Global interest in the Canadian dollar has been riding high, fuelling speculation that it could break out into the 90-cent-plus range against the U.S. dollar. Speculation can be self-fulfilling, but during such episodes it is good to know what the currency’s fundamentals are, too.
Separating fundamental forces from speculative forces is very important. Speculative forces can be likened to a bird’s ability to fly, while fundamental forces are more like gravity. Birds can ignore gravity, but only temporarily — eventually, gravity prevails. When speculators as a group come to believe that a currency is very likely to rise, the very act of betting on that rise puts a flow of money into the marketplace that makes the speculation true. But if that takes the currency out of line with its fundamentals, the underlying forces of demand and supply eventually win out.
Which brings us to the recent behaviour of the Canadian dollar. The loonie reached a daily high of 88.4 U.S. cents on March 3 and, despite its recent retreat, is still forecast by many to keep edging higher in coming months. Many reasons are given for this, including prospects for higher commodity prices, rising interest rates, and even factors such as Canada’s fiscal and current account surpluses, neither of which typically appears in economists’ currency models.
According to EDC’s statistical model of the exchange rate, the dollar should be averaging between 85-86 cents at the moment. The dollar has fluctuated in a range between 85 and 88 cents during the first 10 weeks of the year, which is close enough to the model’s prediction. However, the more important issue is what comes next.

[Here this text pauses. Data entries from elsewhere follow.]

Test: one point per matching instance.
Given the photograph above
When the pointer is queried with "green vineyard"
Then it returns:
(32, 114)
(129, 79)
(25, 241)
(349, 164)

A year ago, the dollar was at about 82 cents and oil was about $50. Although oil prices today are well below their peaks of last autumn, they remain above $60, which is the key explanation for the 3-4 cent rise in the predicted value of the dollar during the past year. With world economic growth stabilizing and expected to moderate, energy and other commodity prices will probably ease further in the next few months. Interest rates may rise a bit more, in both Canada and the U.S., but if economic growth begins to moderate and inflation remains tame the pressure on interest rates to rise should dissipate as well. And, when the world economy grows more slowly, and credit conditions become less liquid, the U.S. dollar usually rises against most other currencies.
All this adds up to a forecast for the Canadian dollar in the later months of 2006 of 83-84 cents. If the price of oil were to fall by another $10 then the forecast value of the dollar would drift down to 80-81 cents. Of course, speculative forces are quite capable of taking the currency higher, even above 90 cents, before it heads lower in line with its fundamentals, but this analysis suggests that such a speculative episode would probably be short-lived.
The bottom line? Speculative juices almost always run rampant around global growth turning points, like the one we are seeing now, because economic growth becomes more divergent across countries. But once a moderation in world economic growth becomes apparent, the Canadian dollar’s fundamentals should reassert themselves and take the loonie lower.
March 9, 2006
The views expressed here are those of the author, and not necessarily of Export Development Canada.